The Grit parser enables grammar rules to be used in everyday programming. Grit grammar rules can be used instead of regular expressions, they are simply better.
The following examples are in JavaScript to demonstrate excutable program code, but the grammar rules themselves are independent of the host programming language. The grit-parser is used to run the examples.
The first example simply matches a date format such as: 2013-04-05
. The date grammar is a regular expression composed of named rules for its component parts:
const date = grit`
date = year '-' month '-' day
year = \d{4}
month = \d\d
day = \d\d
`;
var date_match = date.parse("2013-04-05")
write(date_match) // ===>
---
// using a single grammar rule...
const ymd = grit`
date = \d{4} '-' \d\d '-' \d\d
`;
var date_match = ymd.parse("2013-04-05")
write(date_match)
---
// using a standard regular expression...
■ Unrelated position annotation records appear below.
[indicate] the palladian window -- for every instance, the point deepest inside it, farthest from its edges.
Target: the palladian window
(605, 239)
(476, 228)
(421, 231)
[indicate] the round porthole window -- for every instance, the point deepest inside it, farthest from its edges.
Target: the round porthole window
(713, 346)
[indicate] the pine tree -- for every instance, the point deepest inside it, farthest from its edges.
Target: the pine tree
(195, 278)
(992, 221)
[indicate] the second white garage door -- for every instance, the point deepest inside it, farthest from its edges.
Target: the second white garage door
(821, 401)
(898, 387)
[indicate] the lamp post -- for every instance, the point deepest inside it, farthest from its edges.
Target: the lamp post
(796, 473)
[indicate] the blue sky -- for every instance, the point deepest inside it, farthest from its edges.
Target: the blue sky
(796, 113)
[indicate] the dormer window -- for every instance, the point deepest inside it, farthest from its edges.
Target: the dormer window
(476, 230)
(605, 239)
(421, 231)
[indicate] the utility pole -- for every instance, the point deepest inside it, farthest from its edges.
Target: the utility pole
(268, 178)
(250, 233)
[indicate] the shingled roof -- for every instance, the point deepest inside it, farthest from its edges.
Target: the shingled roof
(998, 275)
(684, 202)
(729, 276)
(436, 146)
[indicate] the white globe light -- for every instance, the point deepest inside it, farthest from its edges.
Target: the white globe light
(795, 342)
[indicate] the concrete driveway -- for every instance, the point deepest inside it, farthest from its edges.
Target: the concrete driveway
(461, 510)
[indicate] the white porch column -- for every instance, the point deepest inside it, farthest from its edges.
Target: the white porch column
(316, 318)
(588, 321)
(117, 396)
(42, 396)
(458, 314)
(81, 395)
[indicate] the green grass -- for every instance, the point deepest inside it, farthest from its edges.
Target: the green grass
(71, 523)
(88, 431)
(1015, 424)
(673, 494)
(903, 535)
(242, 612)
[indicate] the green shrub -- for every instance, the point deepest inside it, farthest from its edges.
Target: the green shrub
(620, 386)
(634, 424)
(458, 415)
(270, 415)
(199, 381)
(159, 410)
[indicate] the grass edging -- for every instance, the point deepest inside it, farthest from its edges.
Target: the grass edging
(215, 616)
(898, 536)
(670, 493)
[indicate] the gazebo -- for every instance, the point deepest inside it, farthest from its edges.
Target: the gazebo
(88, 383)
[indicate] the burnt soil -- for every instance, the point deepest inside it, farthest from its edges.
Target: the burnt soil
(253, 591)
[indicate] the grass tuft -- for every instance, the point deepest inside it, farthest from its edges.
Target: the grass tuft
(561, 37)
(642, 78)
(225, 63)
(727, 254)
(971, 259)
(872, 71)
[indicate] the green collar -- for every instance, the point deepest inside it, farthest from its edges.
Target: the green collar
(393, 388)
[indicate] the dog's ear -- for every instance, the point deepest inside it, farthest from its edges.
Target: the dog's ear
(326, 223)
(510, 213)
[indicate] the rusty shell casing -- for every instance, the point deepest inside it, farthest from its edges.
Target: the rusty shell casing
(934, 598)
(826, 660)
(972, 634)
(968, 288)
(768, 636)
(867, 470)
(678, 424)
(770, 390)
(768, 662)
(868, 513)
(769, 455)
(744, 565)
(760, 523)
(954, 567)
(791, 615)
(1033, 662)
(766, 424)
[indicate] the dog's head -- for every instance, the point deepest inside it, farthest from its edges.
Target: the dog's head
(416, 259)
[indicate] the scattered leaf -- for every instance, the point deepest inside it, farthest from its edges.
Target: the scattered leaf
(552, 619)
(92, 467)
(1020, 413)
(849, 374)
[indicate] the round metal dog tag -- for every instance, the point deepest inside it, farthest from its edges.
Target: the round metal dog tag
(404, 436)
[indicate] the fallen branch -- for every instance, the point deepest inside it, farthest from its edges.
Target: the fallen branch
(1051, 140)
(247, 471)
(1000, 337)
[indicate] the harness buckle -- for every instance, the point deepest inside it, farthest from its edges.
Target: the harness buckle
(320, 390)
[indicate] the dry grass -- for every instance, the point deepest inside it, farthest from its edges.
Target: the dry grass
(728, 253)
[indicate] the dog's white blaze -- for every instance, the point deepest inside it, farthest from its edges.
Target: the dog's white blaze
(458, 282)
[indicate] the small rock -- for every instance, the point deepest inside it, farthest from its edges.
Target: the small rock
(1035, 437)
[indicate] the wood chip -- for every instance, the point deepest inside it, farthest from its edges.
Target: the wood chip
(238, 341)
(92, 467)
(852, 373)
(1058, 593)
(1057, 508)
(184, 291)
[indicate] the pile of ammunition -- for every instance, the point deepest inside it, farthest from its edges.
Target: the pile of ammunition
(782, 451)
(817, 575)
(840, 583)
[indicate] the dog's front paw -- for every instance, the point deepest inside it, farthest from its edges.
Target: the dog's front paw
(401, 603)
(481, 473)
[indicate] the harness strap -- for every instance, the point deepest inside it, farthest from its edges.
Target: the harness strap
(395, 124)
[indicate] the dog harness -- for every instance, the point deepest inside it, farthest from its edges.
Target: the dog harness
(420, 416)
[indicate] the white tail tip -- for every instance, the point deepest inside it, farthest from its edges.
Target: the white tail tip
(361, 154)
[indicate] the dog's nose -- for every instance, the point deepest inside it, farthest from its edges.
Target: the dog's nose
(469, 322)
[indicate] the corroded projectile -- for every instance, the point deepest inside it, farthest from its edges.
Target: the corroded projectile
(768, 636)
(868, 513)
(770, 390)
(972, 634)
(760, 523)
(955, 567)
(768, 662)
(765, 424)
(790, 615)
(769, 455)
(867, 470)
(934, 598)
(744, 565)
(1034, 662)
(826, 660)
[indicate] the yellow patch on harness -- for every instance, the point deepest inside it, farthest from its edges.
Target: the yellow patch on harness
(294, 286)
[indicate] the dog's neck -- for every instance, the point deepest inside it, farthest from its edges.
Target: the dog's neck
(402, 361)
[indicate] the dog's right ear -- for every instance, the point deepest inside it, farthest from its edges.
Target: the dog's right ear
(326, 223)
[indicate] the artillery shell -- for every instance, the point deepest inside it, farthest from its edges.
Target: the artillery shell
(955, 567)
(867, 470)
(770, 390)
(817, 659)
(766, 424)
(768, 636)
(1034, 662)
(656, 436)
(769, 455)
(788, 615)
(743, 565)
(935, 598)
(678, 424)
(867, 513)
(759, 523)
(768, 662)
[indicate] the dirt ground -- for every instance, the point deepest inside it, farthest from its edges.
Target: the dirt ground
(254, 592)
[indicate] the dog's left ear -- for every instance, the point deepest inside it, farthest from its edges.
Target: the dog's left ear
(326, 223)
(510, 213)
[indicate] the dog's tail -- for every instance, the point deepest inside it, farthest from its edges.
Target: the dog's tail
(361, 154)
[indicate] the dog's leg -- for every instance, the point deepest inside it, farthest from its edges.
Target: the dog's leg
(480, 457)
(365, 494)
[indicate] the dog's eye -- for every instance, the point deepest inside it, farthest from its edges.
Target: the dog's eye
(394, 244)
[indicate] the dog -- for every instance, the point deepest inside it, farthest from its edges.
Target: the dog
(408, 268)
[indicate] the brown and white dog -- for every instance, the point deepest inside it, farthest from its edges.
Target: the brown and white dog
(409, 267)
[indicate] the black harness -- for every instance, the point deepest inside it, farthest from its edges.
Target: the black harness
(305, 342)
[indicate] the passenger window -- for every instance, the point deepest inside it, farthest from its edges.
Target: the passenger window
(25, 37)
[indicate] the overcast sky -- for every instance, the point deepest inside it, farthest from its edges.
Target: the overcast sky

const date = /^(\d{4})-(\d\d)-(\d\d)$/;
var date_match = date.exec("2013-04-05")
write(date_match)
The date grammar rule matches a sequence of five components. Three named components (year, month, day) separated by two literal -
dash components. The white space in the rule separates the component parts, but is otherwise insignificant.
The year, month and day rules are defined using standard regular expressions. As usual, the \d represents a digit character [0-9], and \d{4} matches four digits.
The grit function is a JavaScript template literal tag function which reads the Grit grammar rules as a DSL (Domain Specific Language). The result of the grit function is a date parser object. The parser provides a parse function that will match input text according to the grammar rule specification.
This example could be written as a single grammar rule, or as a standard regular expression (as shown in examples 1.2 and 1.3). Grammar rules allow a regular expression to be separated out into smaller component parts that can be named with their semantic meaning. This makes the grammar much easier to read and understand, particularly in larger examples.
The key point is that the grit function enables a programmer to write grammar rules that can be directly used to match input text strings. The grammar rules are the parser.
The Grit grammar is a form of PEG (Parser Expression Grammar), which has a / choice operator. The choice operator is demonstrated in this next version of the date format example:
const date = grit`
date = year '-' month '-' day
day = [0][1-9] / [1-2]\d / [3][0-1]
month = [0][1-9] / [1][0-2]
year = \d{4}
`;
var date_match = date.parse("2013-04-05")
write(date_match) // ===>
In this grammar the / choice operator is used to refine the month rule to match only 1..12, and the day rule to match only 1..31. The examples are interactive, you can edit the test date to see that the parser works as expected.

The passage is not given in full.